12. The method of claim 8, further comprising: Before receiving the packet, a previous packet is received comprising one or more previous commands containing the second memory command, the count of which is less than the number of time slots of the first entry of the buffer, the first entry of the buffer being empty when the previous packet is received; and The previous command is stored in the entry of the buffer without transmitting a packet that includes a credit value return.
13. The method of claim 8, wherein the count of the plurality of commands is indicated by a mask field in the packet.
14. The method of claim 8, wherein the credit value indicating the buffer space available to the source returns an indication of the number of entries available in the buffer for the source.
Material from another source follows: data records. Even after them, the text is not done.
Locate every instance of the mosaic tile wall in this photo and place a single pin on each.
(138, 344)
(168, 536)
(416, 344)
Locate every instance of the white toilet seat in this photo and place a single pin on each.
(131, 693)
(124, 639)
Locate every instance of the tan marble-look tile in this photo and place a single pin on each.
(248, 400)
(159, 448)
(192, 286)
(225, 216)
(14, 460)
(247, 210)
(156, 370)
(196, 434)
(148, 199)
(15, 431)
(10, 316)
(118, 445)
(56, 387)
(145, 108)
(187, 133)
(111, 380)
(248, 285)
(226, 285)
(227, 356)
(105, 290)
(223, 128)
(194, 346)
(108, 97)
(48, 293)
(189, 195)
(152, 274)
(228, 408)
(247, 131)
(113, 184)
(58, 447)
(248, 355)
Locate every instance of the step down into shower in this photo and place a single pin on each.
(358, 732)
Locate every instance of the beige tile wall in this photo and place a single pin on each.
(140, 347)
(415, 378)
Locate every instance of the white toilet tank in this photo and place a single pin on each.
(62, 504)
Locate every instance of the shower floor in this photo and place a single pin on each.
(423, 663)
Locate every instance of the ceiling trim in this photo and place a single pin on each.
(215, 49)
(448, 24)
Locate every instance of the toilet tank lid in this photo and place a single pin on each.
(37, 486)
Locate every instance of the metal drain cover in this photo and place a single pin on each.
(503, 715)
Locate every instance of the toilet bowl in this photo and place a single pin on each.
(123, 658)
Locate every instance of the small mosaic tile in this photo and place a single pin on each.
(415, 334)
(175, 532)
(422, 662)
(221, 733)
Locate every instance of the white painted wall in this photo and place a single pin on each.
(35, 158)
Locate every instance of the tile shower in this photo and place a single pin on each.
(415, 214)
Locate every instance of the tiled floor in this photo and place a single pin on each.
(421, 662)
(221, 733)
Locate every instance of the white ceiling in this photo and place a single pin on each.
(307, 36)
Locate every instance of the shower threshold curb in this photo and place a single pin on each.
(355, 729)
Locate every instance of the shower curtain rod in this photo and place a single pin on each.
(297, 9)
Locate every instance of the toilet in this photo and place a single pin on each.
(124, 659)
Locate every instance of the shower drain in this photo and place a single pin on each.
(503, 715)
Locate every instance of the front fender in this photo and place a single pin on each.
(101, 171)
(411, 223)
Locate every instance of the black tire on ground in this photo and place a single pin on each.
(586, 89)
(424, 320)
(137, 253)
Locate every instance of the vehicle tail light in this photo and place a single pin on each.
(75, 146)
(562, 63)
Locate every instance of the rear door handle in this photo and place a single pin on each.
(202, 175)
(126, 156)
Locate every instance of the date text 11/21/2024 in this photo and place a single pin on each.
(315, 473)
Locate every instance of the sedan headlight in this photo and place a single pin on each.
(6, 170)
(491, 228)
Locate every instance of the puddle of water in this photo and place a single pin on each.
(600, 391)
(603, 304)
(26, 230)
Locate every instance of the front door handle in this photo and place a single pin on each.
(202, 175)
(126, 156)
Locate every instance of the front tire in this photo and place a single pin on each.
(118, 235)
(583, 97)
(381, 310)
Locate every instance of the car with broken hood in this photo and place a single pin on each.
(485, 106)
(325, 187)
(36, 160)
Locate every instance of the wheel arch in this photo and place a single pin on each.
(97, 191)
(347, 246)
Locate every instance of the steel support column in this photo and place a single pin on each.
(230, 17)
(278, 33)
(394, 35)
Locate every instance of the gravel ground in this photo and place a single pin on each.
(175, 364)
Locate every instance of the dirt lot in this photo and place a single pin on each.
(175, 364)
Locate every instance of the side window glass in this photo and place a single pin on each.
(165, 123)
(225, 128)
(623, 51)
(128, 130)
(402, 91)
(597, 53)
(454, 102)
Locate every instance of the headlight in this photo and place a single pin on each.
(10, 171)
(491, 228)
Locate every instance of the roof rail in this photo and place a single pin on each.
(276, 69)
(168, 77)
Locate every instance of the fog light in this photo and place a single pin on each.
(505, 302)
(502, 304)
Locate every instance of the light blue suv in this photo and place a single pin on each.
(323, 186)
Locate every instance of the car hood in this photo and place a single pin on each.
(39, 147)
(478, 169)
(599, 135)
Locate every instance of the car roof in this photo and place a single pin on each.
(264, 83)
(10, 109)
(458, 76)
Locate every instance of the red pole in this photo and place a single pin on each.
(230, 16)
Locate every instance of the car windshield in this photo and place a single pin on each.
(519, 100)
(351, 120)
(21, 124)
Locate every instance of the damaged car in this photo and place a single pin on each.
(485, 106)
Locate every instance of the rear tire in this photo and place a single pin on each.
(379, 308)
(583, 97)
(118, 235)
15. A non-transitory machine-readable medium storing instructions, which, when executed by a system, cause the system to perform operations including: receiving a packet comprising a plurality of commands from a source, the plurality of commands comprising a first memory command and an additional command, a count of the plurality of commands exceeding a number of time slots in each entry of a buffer; and Based on the fact that the first entry in the buffer, which already contains the second memory command, has an available time slot: Store the first memory command in the available time slot of the first entry; The additional command is stored in a second entry in the buffer that does not contain a used time slot; as well as The packet sent to the source includes a credit value returned indicating the buffer space available to the source.
16. The non-transitory machine-readable medium according to claim 15, wherein: The first memory command is a memory access command.
17. The non-transitory machine-readable medium according to claim 15, wherein: The first memory command is a memory write command.
18. The non-transitory machine-readable medium according to claim 15, wherein: The receiving is performed by the first small chip; and The source is the second small chip.
19. The non-transitory machine-readable medium of claim 15, wherein the count of the plurality of commands is indicated by a mask field in the packet.
20. The non-transitory machine-readable medium of claim 15, wherein the credit value indicating the buffer space available to the source returns an indication of the number of entries available to the buffer in the source.